Путь этой мечты пересекается с путем «ретро-перспективной» утопии «русскости» (или «славянства»). Она также ведет либо в сказку, либо в универсалистский мир объединенного человечества. Новшества Тревоги могли служить основой первого пути. Второй порожден прежде всего масонской мечтой: одна из задач братства — найти утерянное знание первых людей и первоязык, «язык адамический», хранилище тайн творения. Лингвистический поиск может сравниться с поисками рая, золотого века.
Было верно замечено, что в конце века Н. Карамзин бывший масон, в программном стихотворении наделил таким же символизмом и мистической надеждой язык поэзии [Baehr 1991, 98–99, 238–239]. Однако его реформа русского поэтического языка не пошла в этом направлении. Побеждает элегантный, логический «новый стиль». Это вызывает сопротивление «архаистов», которые защищают высокое предназначение слова, его духовный потенциал и силу его воздействия на реальность. Со времени своих Рассуждений о старом и новом стиле (1803) А. Шишков (1754 — 1841) следует принципам, завещанным Тредиаковским, Сумароковым, Ломоносовым, Екатериной. Он считает, что современный человек может обновить свои силы, припав к чистому источнику языка героев. Погруженный в сотворенное им самим прошлое, «Шишков был не традиционалистом, а утопистом» [Lotman — Ouspenski, 175]. И действительно этот новый филолог-пророк смотрит в будущее.

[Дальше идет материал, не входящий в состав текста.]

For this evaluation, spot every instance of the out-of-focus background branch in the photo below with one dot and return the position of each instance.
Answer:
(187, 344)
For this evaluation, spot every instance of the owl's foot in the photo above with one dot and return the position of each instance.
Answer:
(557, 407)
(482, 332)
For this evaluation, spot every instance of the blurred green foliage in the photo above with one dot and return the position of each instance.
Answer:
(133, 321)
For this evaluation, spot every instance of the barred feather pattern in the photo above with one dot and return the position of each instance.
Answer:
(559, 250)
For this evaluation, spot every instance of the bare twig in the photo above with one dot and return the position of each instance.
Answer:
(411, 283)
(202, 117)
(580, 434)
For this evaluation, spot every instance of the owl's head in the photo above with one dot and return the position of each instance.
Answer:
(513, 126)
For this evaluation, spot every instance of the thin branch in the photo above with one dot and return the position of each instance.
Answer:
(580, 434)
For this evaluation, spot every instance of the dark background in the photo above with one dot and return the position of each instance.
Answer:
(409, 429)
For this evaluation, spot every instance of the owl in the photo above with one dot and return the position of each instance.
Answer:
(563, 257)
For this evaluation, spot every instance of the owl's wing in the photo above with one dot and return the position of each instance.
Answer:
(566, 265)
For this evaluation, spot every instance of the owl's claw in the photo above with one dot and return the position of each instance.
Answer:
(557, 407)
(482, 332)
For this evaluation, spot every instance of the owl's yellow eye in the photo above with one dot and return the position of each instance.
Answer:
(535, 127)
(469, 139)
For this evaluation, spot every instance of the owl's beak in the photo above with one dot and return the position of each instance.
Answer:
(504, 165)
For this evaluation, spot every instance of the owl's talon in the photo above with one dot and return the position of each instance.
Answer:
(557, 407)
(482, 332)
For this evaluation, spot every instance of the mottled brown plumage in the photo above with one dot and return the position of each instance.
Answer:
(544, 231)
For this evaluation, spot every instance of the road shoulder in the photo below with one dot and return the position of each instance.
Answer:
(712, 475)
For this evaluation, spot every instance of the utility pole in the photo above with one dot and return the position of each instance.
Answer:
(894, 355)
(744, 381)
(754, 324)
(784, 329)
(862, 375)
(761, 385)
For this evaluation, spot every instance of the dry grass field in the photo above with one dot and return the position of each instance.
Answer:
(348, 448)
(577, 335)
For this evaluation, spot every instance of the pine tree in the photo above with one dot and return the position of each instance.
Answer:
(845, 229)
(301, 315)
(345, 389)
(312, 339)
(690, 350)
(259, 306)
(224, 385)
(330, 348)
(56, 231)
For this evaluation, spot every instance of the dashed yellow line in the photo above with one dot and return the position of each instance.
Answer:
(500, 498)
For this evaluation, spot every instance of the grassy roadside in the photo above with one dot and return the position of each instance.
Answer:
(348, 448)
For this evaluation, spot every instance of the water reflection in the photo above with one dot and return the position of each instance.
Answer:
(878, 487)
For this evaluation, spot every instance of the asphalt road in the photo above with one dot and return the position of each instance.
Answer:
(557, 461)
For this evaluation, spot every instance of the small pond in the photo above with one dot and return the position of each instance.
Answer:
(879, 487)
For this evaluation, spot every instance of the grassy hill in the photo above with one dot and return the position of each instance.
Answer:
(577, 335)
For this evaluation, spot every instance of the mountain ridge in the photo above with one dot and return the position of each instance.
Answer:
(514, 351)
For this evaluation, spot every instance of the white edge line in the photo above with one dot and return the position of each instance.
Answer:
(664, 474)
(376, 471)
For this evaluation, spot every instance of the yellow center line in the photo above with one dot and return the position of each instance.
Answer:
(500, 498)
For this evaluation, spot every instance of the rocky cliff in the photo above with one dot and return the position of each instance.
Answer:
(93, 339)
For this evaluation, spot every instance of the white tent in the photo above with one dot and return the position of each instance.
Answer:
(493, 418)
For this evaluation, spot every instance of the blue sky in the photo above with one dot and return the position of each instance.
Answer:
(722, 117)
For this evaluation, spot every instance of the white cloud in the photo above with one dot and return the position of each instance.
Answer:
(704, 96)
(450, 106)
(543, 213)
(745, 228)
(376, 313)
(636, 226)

Он компилирует языки, сравнивает их, очищает, нащупывает «изначальное древо» для этимологического словаря, который помог бы воссоздать идеальный «славянорусский», предназначенный для воспитания будущих поколений[37]. Шишков, литературный и политический консерватор, открывает путь революционерам. Его кружок «архаистов», насмешливо прозванных «славянофилами», привлекает молодых поэтов-романтиков, будущих декабристов, по мнению которых литература должна превозносить духовные ценности и воскрешать национальные мифы. Некоторые находки Шишкова, дилетанта в глазах современников, предвосхитили лингвистику XX века. Шишков ввел в России идею «корнесловия»[38], которая сто лет спустя легла в основу зауми великого поэта-футуриста (и пророка) В. Хлебникова. Труды Шишкова связывают XVIII век с последующими эпохами. Если Тредиаковский создал описание языка, то Шишков показал, как создавать сам язык — язык предков или потомков, нации или всего человечества. Именно на этом двойном пути русская литература обретет свою удивительную жизненную силу. Однако мы забегаем вперед. В XVIII веке филологи только предчувствовали возможность такого пути. Литература XVIII века использовала другие средства реализации утопизма, и прежде всего — уже упоминавшуюся «панегирическую квазиутопию», которая питала большие жанры и, вместе с ними, творчество величайших поэтов эпохи.